The fact is, no one needs to know how Pizza Hut is remeniscing about 9/11 or how JCPenney feels about the most recent school shooting.
epicurious found themselves in the midst of a social media firestorm when they tried to newsjack the Boston Marathon bombing during a flash sale. Only after deleting the insensitive tweets and apologizing profusely did they finally land on the above tweet, which even on its own would have been completely unnecessary and disingenuous.
It isn't just breaking news stories that somehow trigger an insatiable need for brand comment. Historical anniversaries and other dates of significance have provoked sometimes clever, but mostly insipid posts. We all know how well that turned out for SpaghettiOs:
In case you missed it, the SpaghettiOs account was roundly chastised for their pointless and tacky tweet, having eventually caught the attention of celebrities and comedians with vastly larger networks than the Campbell's Soup-owned sub-brand. Needless to say, the whole scenario didn't exactly move a lot of product off the shelves.
What Brands Should Do Instead
Breaking News: Nothing. Silence is golden, especially as tragedy unfolds. It's nice that the thoughts and prayers of your logo are with the victims, but no one needs to see their stream filled up with the sympathies of a brand. Consider suspending all scheduled tweets, especially if they're promotional or solicitious in nature.

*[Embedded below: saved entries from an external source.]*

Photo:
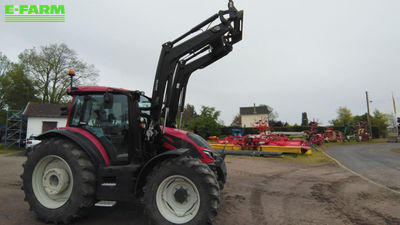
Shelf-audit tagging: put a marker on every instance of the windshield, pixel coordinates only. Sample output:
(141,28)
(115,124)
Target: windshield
(199,140)
(145,104)
(88,111)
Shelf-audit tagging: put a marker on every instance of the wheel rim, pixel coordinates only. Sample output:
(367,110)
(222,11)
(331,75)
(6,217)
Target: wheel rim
(178,199)
(52,181)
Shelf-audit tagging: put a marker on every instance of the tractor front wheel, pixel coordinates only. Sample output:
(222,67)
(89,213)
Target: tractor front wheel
(59,181)
(181,191)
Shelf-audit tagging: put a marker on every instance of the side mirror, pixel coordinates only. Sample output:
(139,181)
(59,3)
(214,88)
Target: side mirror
(64,111)
(108,100)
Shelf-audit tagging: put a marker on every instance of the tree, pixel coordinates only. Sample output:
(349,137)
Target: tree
(344,117)
(304,119)
(16,89)
(381,121)
(48,66)
(4,64)
(237,120)
(189,113)
(206,124)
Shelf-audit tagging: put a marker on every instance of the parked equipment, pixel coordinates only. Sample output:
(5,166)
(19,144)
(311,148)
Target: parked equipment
(361,132)
(115,149)
(314,137)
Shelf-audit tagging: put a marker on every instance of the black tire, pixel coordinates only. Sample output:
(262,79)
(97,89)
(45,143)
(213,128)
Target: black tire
(199,174)
(82,195)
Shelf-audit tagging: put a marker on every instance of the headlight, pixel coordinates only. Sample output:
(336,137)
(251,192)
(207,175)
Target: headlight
(209,153)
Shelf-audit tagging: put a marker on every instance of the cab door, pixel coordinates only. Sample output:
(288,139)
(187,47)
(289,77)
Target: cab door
(108,121)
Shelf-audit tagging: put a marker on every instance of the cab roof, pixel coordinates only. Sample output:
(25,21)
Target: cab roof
(95,89)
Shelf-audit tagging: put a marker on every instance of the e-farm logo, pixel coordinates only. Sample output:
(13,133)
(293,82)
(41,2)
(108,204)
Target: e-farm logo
(34,13)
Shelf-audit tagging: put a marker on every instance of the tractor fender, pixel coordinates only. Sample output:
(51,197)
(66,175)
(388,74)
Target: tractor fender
(87,145)
(149,166)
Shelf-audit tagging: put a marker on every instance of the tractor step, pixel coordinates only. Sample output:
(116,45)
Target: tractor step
(105,203)
(108,184)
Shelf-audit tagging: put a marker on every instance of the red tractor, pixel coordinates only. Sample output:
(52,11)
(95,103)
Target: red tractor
(314,137)
(114,147)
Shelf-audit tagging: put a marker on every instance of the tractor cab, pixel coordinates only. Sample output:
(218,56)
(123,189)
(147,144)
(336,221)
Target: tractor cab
(112,115)
(119,145)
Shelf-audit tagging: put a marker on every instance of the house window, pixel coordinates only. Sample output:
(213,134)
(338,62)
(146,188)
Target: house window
(48,126)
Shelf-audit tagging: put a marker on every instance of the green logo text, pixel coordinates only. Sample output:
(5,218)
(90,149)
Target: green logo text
(34,13)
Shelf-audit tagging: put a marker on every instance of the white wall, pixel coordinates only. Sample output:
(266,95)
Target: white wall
(34,124)
(250,120)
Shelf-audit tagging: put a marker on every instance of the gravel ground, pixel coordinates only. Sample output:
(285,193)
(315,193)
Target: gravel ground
(374,161)
(258,191)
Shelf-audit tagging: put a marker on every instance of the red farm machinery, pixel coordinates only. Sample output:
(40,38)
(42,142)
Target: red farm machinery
(115,147)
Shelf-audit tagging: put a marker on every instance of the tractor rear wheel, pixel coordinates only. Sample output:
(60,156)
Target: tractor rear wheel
(182,190)
(59,181)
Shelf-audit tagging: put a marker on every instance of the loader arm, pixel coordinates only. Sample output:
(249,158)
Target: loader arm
(182,75)
(217,39)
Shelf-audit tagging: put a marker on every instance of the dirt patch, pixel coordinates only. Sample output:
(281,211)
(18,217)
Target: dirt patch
(258,191)
(268,191)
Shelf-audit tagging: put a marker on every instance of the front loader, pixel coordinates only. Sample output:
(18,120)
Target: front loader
(115,148)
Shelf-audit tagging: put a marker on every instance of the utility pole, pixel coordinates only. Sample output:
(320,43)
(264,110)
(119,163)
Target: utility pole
(368,115)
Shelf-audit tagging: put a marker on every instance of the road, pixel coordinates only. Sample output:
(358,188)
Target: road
(259,191)
(374,161)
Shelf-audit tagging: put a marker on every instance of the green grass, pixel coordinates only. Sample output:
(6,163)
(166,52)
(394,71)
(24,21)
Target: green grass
(396,150)
(9,150)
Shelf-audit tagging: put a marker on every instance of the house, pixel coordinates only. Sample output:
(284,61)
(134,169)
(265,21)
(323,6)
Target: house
(250,116)
(42,117)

Anniversaries: Do something if it pertains to your business. The SpaghettiOs tweet was stupid not because it was insensitive, but because there is no connection at all between that brand and the event they were commemorating. Is today the birthday of the inventor of the macaroni and cheese (Thomas Jefferson)? That's a great excuse for a fun campaign from Kraft or the like. Just put some thought into it before you circle that next national holiday coming up on the calendar.
A very wise human once said "Better to keep your mouth shut and appear stupid than to open it and remove all doubt." Social media is the best channel to put that maxim into practice.